Wahidi yang kini menempati sebuah rumah permanen bantuan Palang Merah dan Bulan Sabit Merah Turki di Gampong Lampoh Daya, Kecamatan Jaya Baru Kota Banda Aceh itu adalah seorang pedagang.

Sementara itu, Nurmala, korban tsunami di Gampong Pie Ulee Lhue mengharapkan agar pemerintah tetap menjadikan 26 Desember sebagai hari berkabung untuk mengenang para syuhada korban tsunami.

"Untuk itu, pemerintah perlu melahirkan aturan seperti Qanun agar kapan pun dan siapapun yang memimpin Aceh tetap menjadikan 26 Desember sebagai hari berkabung untuk korban tsunami," kata Nurmala yang menghuni rumah bantuan NGO Uplink.

Saat bencana tsunami itu, Nurmala kehilangan anak dan suami serta seluruh anggota keluarganya.

"Saat itu, saya sebatang kara. Hari-hari saya lalui dengan mencari keluarga dan bersabar karena tsunami itu adalah musibah yang merupakan cobaan Allah SWT," katanya menambahkan.

Sementara itu, anggota DPR Aceh Abdurrahman mengimbau masyarakat agar menjadikan hari refleksi tsunami 26 Desember untuk tetap instrospeksi diri, karena itu adalah musibah besar yang harus menjadi pembelajaran.

"Banyak makna yang harus kita petik dari bencana tsunami, sehingga kita kedepan tetap menjadi orang-orang yang bertawakal kepada Allah. Tsunami mungkin sebuah teguran bagi kita telah banyak berbuat kesalahan dalam hidup ini," kata dia.

Selain itu, sebelum tsunami mungkin banyak melakukan kesalahan dan kekerasan terhadap sesama umat manusia, sehingga Tuhan menegurnya melalui bencana, kata dia menambahkan.

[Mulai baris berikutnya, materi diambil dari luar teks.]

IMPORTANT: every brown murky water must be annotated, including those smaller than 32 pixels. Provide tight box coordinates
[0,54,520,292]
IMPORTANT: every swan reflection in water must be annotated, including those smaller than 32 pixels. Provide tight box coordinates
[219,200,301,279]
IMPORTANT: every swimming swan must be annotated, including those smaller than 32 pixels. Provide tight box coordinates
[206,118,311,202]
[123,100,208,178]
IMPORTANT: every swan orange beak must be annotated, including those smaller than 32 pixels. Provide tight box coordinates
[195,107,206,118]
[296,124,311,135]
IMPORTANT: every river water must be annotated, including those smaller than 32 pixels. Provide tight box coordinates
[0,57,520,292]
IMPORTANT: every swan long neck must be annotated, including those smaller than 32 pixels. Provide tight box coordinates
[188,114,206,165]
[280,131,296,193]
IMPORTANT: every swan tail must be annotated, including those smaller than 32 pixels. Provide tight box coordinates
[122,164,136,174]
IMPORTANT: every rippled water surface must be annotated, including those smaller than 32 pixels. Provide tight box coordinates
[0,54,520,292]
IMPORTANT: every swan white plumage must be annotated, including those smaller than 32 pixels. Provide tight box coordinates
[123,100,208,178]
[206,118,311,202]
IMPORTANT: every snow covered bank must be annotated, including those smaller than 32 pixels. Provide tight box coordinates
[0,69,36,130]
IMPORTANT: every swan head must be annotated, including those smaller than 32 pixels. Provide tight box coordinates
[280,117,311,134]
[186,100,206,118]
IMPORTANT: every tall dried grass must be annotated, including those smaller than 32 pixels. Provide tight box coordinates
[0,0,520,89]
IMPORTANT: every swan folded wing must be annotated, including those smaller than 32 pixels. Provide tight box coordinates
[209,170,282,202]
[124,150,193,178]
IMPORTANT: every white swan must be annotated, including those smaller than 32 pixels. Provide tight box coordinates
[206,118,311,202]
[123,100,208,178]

Abdurahman juga menjelaskan, sebelum tsunami mungkin pemerintah banyak melakukan kesalahan atau korupsi, maka bencana itu harus menjadi pembelajaran bahwa perbuatan tersebut melanggar kaidah agama.

"Artinya, melalui tsunami yang menerjang daerah kita maka mari mengevaluasi diri agar mulai saat ini dan hingga ke depan, pemerintahan di Aceh berjalan tanpa korupsi dan sesama kita tidak saling menyakiti. Tumbuhkan semangat silaturrahmi sesama umat," pungkas Abdurrahman.